Differentiated product marketed has yet to develop
At a fundamental level, there are two key ways to consider the “products” that emerge from carbon capture. An existing product, like ethanol, is able to achieve a much lower carbon intensity through carbon management. A new, “differentiated” greenfield product is created through the use of carbon capture like e-fuels or construction aggregates. For existing products, the use of carbon capture – and the ultimate accompanying reduction in carbon intensity – is offset or incentivized through various IRA-linked tax credits, compliance market credit generation, or CDRs. The market for differentiated products, on the other hand, is still nascent. The bearable cost premium associated with them is unknown, and in most cases long-term offtake for such differentiated products is non-existent. A firm’s own internal cost of carbon or other market mechanisms like carbon pricing could factor into how it weighs the cost premium in its decision-making process.
While the sheer number of announced CCS projects suggests that the industry is primed for growth, it is currently unclear how developed the differentiated products market will be, given these products’ higher cost compared to their conventionally produced counterparts. Ultimately, this could hamper the wider commercialization of the market. In some cases, the policy stack is making a concerted effort to help build demand for differentiated products, as was the case with Department of Energy’s Regional Clean Hydrogen Hubs program allocating USD 1bn for demand development in addition to helping support the build-out of the hydrogen projects themselves.
Though long-term offtake contracts for differentiated products are not a precondition to building a marketplace, they are generally pivotal for helping to secure traditional project funding. They allow project revenue streams to be substantiated and give developers and producers the confidence to move forward with projects by establishing known offtake.
In some cases, potential industry participants may be awaiting Class VI permit issuance. Before that, discussions around product offtake may seem premature.
Stakeholder and community engagement is key to success
From a stakeholder perspective, wider understanding of technology could help support commercialization. In some regions the technology has been operating for decades, but the general public may still be unfamiliar with it.
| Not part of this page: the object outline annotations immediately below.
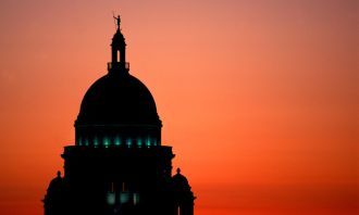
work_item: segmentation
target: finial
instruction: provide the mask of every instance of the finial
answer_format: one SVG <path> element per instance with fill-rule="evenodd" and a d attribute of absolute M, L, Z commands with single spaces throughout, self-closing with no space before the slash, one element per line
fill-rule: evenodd
<path fill-rule="evenodd" d="M 113 14 L 113 18 L 114 18 L 115 22 L 116 22 L 117 30 L 120 30 L 120 23 L 121 23 L 121 17 L 120 17 L 120 15 L 115 16 L 115 15 Z"/>

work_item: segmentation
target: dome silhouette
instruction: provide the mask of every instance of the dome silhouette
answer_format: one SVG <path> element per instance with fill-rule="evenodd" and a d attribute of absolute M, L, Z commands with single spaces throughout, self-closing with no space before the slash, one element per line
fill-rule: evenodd
<path fill-rule="evenodd" d="M 156 103 L 147 87 L 129 74 L 107 74 L 87 90 L 77 125 L 160 126 Z"/>

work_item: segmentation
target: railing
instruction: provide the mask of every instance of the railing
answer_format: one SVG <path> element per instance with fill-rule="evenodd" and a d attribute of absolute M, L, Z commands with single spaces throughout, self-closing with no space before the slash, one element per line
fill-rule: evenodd
<path fill-rule="evenodd" d="M 109 62 L 108 69 L 109 71 L 116 71 L 116 69 L 129 71 L 129 63 L 128 62 Z"/>

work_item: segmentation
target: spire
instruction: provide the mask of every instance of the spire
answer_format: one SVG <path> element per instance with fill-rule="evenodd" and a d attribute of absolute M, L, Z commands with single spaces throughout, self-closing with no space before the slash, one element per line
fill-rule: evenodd
<path fill-rule="evenodd" d="M 113 15 L 113 18 L 116 22 L 117 29 L 112 38 L 112 43 L 111 43 L 112 56 L 111 56 L 111 62 L 108 63 L 108 69 L 109 73 L 128 73 L 129 64 L 126 62 L 126 42 L 120 28 L 121 17 L 120 15 L 117 16 Z"/>

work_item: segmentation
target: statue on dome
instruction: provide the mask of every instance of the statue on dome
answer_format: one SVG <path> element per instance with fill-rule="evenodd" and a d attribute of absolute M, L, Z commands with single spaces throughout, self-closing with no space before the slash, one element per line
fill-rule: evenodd
<path fill-rule="evenodd" d="M 117 24 L 117 29 L 120 29 L 120 23 L 121 23 L 121 17 L 120 17 L 120 15 L 117 15 L 117 17 L 113 15 L 113 18 L 116 20 L 115 22 L 116 22 L 116 24 Z"/>

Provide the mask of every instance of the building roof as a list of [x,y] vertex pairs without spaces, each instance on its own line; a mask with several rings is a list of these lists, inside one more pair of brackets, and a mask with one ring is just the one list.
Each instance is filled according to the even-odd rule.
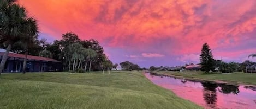
[[[4,55],[4,52],[0,52],[0,56],[3,56]],[[25,57],[25,55],[13,53],[9,53],[8,54],[8,59],[13,60],[19,60],[23,61]],[[49,61],[49,62],[61,62],[61,61],[56,60],[51,58],[46,58],[44,57],[39,57],[32,55],[27,55],[27,61]]]
[[189,65],[185,67],[187,69],[200,69],[202,68],[202,66],[199,65]]
[[[5,51],[6,51],[6,49],[3,49],[3,48],[0,48],[0,52],[5,52]],[[15,53],[12,52],[10,52],[10,53],[16,54]]]

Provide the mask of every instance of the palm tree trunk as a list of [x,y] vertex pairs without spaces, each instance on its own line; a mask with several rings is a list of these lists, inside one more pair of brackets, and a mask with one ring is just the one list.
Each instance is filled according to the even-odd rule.
[[28,54],[28,49],[26,48],[26,52],[25,52],[25,58],[24,58],[24,61],[23,62],[23,73],[26,73],[26,66],[27,65],[27,54]]
[[8,54],[10,52],[10,50],[11,49],[11,44],[9,44],[8,47],[7,47],[7,48],[6,49],[6,51],[4,53],[4,55],[3,56],[3,58],[2,59],[1,63],[0,63],[0,75],[1,74],[1,73],[3,72],[3,69],[4,68],[4,64],[5,64],[6,60],[7,60],[7,57],[8,57]]
[[81,65],[80,65],[81,69],[82,69],[82,63],[83,62],[84,62],[83,61],[81,60]]
[[109,67],[109,74],[110,74],[110,70],[111,69],[111,67]]
[[78,68],[78,59],[77,60],[75,60],[75,69],[76,69],[76,68]]
[[70,70],[70,65],[71,65],[71,62],[70,60],[68,60],[68,72]]
[[103,67],[102,67],[102,72],[103,72],[103,74],[105,74],[104,69],[103,69]]
[[85,63],[85,71],[86,72],[86,69],[87,69],[87,63],[88,63],[88,61],[86,61],[86,63]]
[[73,69],[72,69],[72,70],[74,72],[75,71],[75,59],[74,59],[74,61],[73,61]]
[[89,72],[91,72],[91,65],[92,63],[92,60],[90,60],[90,65],[89,65]]

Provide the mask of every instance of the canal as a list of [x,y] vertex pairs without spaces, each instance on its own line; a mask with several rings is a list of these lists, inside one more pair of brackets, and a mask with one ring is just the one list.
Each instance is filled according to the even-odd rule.
[[256,108],[256,87],[144,73],[153,83],[205,108]]

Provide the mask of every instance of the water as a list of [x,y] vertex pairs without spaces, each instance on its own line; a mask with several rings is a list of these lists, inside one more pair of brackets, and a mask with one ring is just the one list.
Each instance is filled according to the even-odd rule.
[[205,108],[256,108],[256,87],[188,80],[145,73],[153,83]]

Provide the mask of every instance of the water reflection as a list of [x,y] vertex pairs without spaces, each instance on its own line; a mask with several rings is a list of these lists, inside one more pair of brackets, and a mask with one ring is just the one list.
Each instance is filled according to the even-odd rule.
[[145,73],[152,82],[206,108],[255,108],[256,87]]
[[217,84],[210,82],[202,82],[204,87],[203,94],[205,102],[210,105],[210,107],[215,107],[217,102],[217,92],[216,88],[218,87]]
[[219,84],[219,86],[221,87],[221,89],[218,88],[218,90],[222,93],[238,94],[239,93],[239,89],[238,88],[239,86]]
[[244,87],[246,89],[250,89],[251,90],[256,91],[256,87],[245,86]]

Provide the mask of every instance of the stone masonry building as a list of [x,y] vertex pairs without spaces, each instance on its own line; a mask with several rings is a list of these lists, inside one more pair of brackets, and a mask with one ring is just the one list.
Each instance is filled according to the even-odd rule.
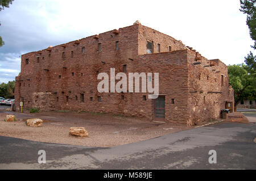
[[[147,92],[98,92],[97,75],[110,75],[110,68],[127,75],[159,73],[158,98],[148,99]],[[16,110],[22,101],[24,108],[108,112],[187,125],[218,118],[222,109],[232,111],[233,94],[220,60],[208,60],[138,22],[23,54],[15,89]]]

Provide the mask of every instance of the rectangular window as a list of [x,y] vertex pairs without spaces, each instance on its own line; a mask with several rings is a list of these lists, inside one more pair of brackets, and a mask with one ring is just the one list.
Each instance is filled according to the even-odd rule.
[[62,52],[62,59],[65,59],[65,52]]
[[101,50],[101,43],[98,44],[98,51],[100,52]]
[[174,99],[172,99],[172,104],[174,104]]
[[224,75],[221,75],[221,87],[223,87],[224,84]]
[[84,94],[81,94],[80,98],[81,98],[81,102],[82,102],[82,103],[84,102]]
[[123,65],[123,72],[124,73],[126,73],[127,72],[126,67],[127,67],[126,65]]
[[158,52],[160,52],[160,44],[158,44]]
[[153,42],[147,41],[147,54],[153,53]]
[[119,42],[118,42],[118,41],[115,41],[115,50],[119,50]]

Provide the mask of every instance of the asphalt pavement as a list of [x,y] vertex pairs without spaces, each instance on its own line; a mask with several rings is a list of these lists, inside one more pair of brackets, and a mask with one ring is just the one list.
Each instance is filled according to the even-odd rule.
[[0,169],[255,169],[255,123],[221,123],[104,148],[0,137]]

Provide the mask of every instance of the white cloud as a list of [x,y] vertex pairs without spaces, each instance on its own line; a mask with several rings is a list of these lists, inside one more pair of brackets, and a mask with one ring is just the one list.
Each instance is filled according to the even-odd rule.
[[1,12],[0,35],[6,43],[0,48],[1,67],[20,68],[3,64],[2,53],[5,61],[17,62],[20,54],[130,26],[137,19],[209,59],[241,64],[253,42],[240,6],[239,0],[14,1]]

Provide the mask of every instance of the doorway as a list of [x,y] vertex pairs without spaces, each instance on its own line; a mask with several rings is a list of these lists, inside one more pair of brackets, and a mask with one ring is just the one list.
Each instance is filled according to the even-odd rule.
[[155,99],[155,118],[164,119],[166,115],[166,96],[159,95]]
[[229,112],[233,112],[233,102],[226,102],[225,109],[229,109]]

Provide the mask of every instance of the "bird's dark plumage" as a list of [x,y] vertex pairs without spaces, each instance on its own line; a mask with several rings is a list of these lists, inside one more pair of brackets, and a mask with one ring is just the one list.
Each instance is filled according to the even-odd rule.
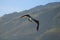
[[[36,28],[36,29],[37,29],[37,31],[38,31],[38,29],[39,29],[39,21],[36,20],[36,19],[34,19],[34,18],[32,18],[29,14],[27,14],[27,15],[23,15],[23,16],[21,16],[21,18],[23,18],[23,17],[25,17],[25,16],[26,16],[26,17],[29,17],[28,20],[29,20],[30,22],[32,22],[32,20],[33,20],[34,22],[37,23],[37,28]],[[31,19],[32,19],[32,20],[31,20]]]

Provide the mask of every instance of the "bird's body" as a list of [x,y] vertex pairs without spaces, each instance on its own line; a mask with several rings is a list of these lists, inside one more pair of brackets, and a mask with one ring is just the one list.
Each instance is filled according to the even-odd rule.
[[30,22],[32,22],[32,20],[33,20],[34,22],[36,22],[36,23],[37,23],[37,28],[36,28],[36,29],[37,29],[37,31],[38,31],[38,29],[39,29],[39,21],[38,21],[38,20],[32,18],[29,14],[23,15],[23,16],[21,16],[20,18],[23,18],[23,17],[28,17],[28,20],[29,20]]

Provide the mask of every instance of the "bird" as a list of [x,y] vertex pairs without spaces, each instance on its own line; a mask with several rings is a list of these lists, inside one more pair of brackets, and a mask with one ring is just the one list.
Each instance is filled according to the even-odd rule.
[[28,20],[30,22],[32,22],[32,20],[33,20],[37,24],[36,30],[38,31],[38,29],[39,29],[39,20],[36,20],[36,19],[32,18],[29,14],[23,15],[20,18],[24,18],[24,17],[28,17]]

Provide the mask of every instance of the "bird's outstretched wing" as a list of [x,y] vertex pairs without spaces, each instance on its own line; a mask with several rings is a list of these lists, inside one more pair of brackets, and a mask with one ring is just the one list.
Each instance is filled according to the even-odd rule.
[[34,22],[36,22],[37,23],[37,31],[38,31],[38,29],[39,29],[39,21],[38,20],[36,20],[36,19],[34,19],[34,18],[32,18],[30,15],[23,15],[23,16],[21,16],[20,18],[23,18],[23,17],[29,17],[28,18],[28,20],[30,21],[30,22],[32,22],[32,20],[34,21]]

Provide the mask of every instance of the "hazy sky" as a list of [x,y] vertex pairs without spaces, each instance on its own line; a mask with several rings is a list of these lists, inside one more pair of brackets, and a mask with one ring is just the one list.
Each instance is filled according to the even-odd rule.
[[60,0],[0,0],[0,16],[50,2],[60,2]]

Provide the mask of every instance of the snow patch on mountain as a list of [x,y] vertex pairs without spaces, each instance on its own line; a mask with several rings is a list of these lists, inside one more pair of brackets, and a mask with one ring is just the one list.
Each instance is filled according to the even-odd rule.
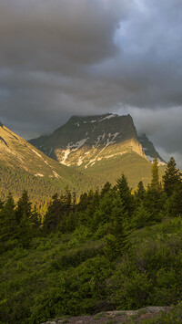
[[[67,159],[68,155],[69,155],[72,152],[77,151],[80,147],[82,147],[82,146],[85,144],[85,142],[86,142],[86,141],[87,141],[87,138],[83,139],[83,140],[81,140],[81,141],[76,141],[76,142],[74,143],[74,144],[73,144],[72,142],[68,143],[66,149],[66,150],[63,150],[63,154],[64,154],[64,156],[63,156],[63,158],[62,158],[62,160],[61,160],[60,162],[61,162],[62,164],[67,165],[67,163],[66,162],[66,160]],[[78,165],[81,165],[81,164],[78,164]]]
[[37,153],[37,152],[35,152],[35,151],[33,150],[33,149],[32,149],[32,152],[34,152],[37,156],[39,156],[39,157],[42,159],[42,156],[41,156],[39,153]]

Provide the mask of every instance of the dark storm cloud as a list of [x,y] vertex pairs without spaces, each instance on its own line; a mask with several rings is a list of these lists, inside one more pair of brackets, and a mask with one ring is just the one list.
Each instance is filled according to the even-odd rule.
[[0,120],[34,137],[131,107],[179,156],[181,21],[181,0],[1,0]]

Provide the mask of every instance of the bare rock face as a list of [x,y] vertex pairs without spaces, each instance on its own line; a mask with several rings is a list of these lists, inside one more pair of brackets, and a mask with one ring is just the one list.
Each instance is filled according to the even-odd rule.
[[94,177],[97,184],[114,184],[122,173],[132,187],[140,180],[147,185],[151,179],[152,159],[147,159],[130,115],[73,116],[53,134],[30,142],[60,164]]
[[85,169],[130,151],[147,159],[130,115],[73,116],[51,136],[30,142],[60,163]]

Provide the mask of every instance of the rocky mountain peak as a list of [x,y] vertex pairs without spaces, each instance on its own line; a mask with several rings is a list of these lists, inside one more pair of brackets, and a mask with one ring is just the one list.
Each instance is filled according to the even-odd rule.
[[31,143],[68,166],[87,168],[130,150],[146,158],[130,115],[73,116],[50,137]]

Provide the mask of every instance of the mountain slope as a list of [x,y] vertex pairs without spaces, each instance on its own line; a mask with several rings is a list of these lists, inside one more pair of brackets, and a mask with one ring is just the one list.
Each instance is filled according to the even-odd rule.
[[155,149],[154,144],[148,140],[146,134],[138,136],[139,142],[142,144],[143,150],[148,161],[154,161],[157,157],[159,164],[166,163],[163,158],[159,155]]
[[32,196],[51,197],[66,185],[82,192],[95,184],[80,172],[50,159],[3,124],[0,125],[0,197],[11,191],[15,196],[27,189]]
[[52,135],[30,142],[60,163],[102,183],[114,183],[124,172],[135,187],[141,178],[146,185],[151,178],[151,163],[140,141],[130,115],[106,114],[73,116]]

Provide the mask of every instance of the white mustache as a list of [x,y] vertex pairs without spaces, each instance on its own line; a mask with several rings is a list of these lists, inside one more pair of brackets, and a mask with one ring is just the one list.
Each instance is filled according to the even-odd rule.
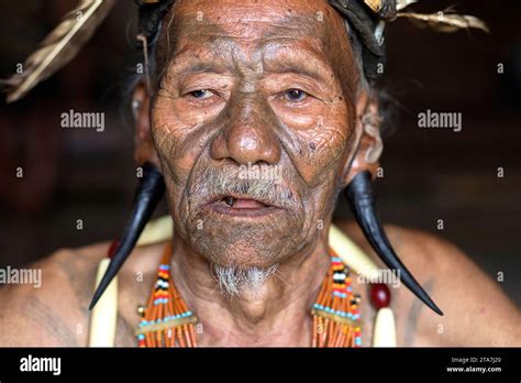
[[276,179],[244,179],[239,173],[226,171],[204,171],[190,187],[190,200],[208,203],[220,195],[241,195],[266,201],[285,209],[302,208],[302,204],[288,187]]

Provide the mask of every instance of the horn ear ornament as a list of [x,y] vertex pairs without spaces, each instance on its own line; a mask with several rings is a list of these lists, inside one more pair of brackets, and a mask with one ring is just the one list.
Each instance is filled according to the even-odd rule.
[[135,192],[131,216],[111,256],[107,272],[95,292],[89,310],[96,306],[107,286],[109,286],[115,274],[118,274],[126,258],[132,252],[132,249],[134,249],[143,228],[151,219],[152,214],[164,194],[165,180],[163,175],[152,163],[145,163],[143,165],[143,177],[140,179]]
[[373,197],[369,172],[358,173],[344,190],[356,221],[365,238],[381,261],[391,270],[398,271],[401,282],[433,311],[443,316],[442,310],[414,280],[392,249],[377,217]]

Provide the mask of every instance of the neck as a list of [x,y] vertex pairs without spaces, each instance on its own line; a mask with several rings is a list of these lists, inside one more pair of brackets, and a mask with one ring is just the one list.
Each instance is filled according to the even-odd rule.
[[174,234],[173,277],[201,346],[310,346],[310,309],[328,272],[328,227],[255,292],[222,294],[211,263]]

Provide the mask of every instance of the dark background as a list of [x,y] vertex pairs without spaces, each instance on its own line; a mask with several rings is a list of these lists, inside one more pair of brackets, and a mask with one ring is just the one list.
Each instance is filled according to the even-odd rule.
[[[74,1],[2,1],[0,74],[36,47]],[[422,1],[435,12],[454,1]],[[383,87],[392,97],[377,183],[385,222],[447,239],[521,303],[521,2],[458,1],[491,30],[439,34],[408,20],[388,25]],[[0,106],[0,265],[21,265],[64,247],[109,240],[122,229],[135,185],[133,128],[121,117],[135,7],[120,0],[81,53],[22,101]],[[505,73],[498,74],[498,64]],[[63,129],[60,114],[106,113],[106,130]],[[426,109],[462,112],[463,130],[422,130]],[[24,177],[16,178],[16,167]],[[498,167],[505,177],[497,176]],[[158,215],[165,214],[162,207]],[[339,216],[351,217],[344,201]],[[76,229],[76,220],[84,230]],[[439,219],[444,230],[437,230]],[[484,297],[486,299],[486,297]]]

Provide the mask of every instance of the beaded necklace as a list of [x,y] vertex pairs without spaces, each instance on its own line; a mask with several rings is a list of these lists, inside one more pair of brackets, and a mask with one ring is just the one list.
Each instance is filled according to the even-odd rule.
[[[362,347],[361,296],[353,294],[348,267],[330,250],[328,270],[315,304],[312,347]],[[170,275],[171,243],[163,253],[157,280],[135,332],[138,347],[197,347],[196,315],[188,309]]]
Early and sustained engagement with effective dialogue is likely to be necessary for any project that hopes to move forward. That early engagement is also likely to include an educational component to help stakeholders gain an understanding of the technology. The stakeholder group is diverse and includes local communities, zoning commissions, public utilities commissions, landowners, regulators, and environmental groups, among others. In some cases engagement is embedded in processes relevant to carbon capture, for example, the public comment period for draft permits of EPA Class VI wells or the engagement required in order to receive DOE program funding for certain opportunities. In other cases, landowner and community engagement is necessary where there is no clear eminent domain authority. For projects that may be the first in their industry or community, the care with which engagement is taken and concluded is likely to have a significant impact on the success of the next project, and potentially on wider industry’s reputational risk. Setting a high bar on engagement, education, and ultimately on project execution can ultimately help the industry mature.